The Star-Telegram article spurred an internal autopsy review. That contract expired Feb. 28, and county officials have remained quiet on the findings.

Members of Broadway Baptist Church’s justice committee have continuously advocated for a U.S. Department of Justice review into Miller’s case. Those calls continued during public comment at Tuesday’s county commissioners meeting.

Committee member Jennifer Nelson said she was “deeply disturbed and alarmed” by what she reads and researches about Miller. She told the commissioners there no longer appeared to be litigation that would prevent the county from releasing information, mentioning the Star-Telegram and Miller’s family’s request for information.

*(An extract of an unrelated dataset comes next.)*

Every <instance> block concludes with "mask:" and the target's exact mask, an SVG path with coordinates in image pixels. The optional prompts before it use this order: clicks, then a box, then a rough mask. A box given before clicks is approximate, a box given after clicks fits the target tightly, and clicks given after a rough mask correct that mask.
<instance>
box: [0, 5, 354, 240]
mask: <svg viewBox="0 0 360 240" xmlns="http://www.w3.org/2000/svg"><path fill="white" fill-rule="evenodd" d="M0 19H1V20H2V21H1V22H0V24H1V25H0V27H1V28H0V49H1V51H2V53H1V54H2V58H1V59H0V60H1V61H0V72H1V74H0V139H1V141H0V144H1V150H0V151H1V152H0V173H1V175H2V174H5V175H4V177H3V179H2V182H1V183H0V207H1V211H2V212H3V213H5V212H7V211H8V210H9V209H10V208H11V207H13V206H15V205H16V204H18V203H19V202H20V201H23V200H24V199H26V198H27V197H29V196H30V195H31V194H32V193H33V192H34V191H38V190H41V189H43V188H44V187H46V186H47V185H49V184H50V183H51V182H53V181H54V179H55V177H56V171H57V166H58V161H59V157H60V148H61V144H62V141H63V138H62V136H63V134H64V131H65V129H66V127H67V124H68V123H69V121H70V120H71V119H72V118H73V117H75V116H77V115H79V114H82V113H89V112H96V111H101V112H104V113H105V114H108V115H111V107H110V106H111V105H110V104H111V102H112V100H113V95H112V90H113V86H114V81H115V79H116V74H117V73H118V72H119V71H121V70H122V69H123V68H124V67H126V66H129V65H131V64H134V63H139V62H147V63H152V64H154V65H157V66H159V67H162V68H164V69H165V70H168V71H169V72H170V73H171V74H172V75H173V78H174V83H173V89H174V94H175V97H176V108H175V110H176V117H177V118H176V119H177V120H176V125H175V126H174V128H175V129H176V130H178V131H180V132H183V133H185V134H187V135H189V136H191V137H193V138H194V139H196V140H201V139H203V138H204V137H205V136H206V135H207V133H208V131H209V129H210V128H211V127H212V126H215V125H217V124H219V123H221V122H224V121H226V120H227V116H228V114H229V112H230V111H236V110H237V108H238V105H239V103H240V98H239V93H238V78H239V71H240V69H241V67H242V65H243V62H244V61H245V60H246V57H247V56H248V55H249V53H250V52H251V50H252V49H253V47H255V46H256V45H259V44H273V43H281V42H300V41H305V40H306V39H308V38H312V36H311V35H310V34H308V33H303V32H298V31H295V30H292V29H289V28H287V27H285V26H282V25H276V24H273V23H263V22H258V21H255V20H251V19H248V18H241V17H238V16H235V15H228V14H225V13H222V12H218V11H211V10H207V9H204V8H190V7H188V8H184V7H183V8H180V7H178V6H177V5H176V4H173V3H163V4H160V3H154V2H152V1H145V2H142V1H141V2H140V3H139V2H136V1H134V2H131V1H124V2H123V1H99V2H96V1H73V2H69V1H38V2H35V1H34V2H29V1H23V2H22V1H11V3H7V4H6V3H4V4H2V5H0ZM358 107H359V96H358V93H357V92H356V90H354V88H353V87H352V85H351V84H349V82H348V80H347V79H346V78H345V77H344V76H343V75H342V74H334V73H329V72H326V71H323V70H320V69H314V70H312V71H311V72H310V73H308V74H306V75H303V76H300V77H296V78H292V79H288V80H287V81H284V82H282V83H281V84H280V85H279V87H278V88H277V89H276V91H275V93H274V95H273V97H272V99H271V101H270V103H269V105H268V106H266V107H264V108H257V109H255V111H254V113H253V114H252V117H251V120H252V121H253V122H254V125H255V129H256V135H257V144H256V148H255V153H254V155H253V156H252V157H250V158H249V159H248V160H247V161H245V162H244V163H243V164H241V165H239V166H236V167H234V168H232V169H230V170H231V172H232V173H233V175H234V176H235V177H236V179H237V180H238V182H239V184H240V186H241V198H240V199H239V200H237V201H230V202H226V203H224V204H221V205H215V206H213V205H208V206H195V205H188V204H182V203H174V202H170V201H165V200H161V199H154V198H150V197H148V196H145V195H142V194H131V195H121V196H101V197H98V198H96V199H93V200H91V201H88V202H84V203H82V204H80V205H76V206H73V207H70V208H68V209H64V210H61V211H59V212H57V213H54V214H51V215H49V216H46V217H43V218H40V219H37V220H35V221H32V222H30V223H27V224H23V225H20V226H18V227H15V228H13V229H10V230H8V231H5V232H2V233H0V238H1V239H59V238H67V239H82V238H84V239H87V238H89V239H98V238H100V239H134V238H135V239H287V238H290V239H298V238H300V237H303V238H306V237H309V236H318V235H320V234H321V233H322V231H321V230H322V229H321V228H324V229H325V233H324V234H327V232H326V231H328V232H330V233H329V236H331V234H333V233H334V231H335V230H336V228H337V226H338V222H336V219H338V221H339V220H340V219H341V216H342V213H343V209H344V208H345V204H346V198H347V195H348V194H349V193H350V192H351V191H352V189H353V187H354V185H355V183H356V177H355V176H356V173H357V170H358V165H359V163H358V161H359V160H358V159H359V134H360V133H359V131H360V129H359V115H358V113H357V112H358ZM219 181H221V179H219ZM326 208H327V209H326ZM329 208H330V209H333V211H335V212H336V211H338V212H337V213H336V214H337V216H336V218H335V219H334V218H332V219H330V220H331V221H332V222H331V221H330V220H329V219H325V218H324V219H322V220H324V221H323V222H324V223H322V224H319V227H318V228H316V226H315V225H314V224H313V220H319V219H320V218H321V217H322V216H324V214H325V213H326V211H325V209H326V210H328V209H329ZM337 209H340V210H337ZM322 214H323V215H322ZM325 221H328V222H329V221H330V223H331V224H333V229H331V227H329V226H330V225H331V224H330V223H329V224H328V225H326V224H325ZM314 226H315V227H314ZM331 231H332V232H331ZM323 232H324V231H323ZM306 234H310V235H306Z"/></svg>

“The only action I see which I’m deeply alarmed by is Tarrant County officials seeking an opinion from the Texas Attorney General’s Office on whether or not they can withhold those records,” Nelson said. “Why?”

County commissioners voted last week to expand rules for eligibility for its mental health jail diversion center on West Morphy Street in Fort Worth’s Fairmount neighborhood after the center little use over the year it has been open.

Nelson and others applauded the county’s efforts, but they also wondered how Miller’s story would be different had the center existed at the time of his arrest.

Justice committee member Merl Glasscock believes the entire story would be different — she doesn’t think Miller would have died, and that there would be no “lurking secrets” about Miller’s death.

“We want to know the truth,” Glasscock said.

Becky Delaune, another justice committee member, said Miller’s family, too, had been denied information.

“Secrecy breeds suspicion, insecurity and distrust,” she said.

Justice committee member Jackee Cox said if the DA’s office was going to prevent the public from knowing if Miller was murdered, it would anger those who believe the law should be on their side and not used to cover up a murder.

“There’s something very deeply divisive about a governmental body taking a position against its citizens to hide pride,” Cox said.

As Cox finished and the public comment period ended, no other county officials had anything to say before the gavel slammed.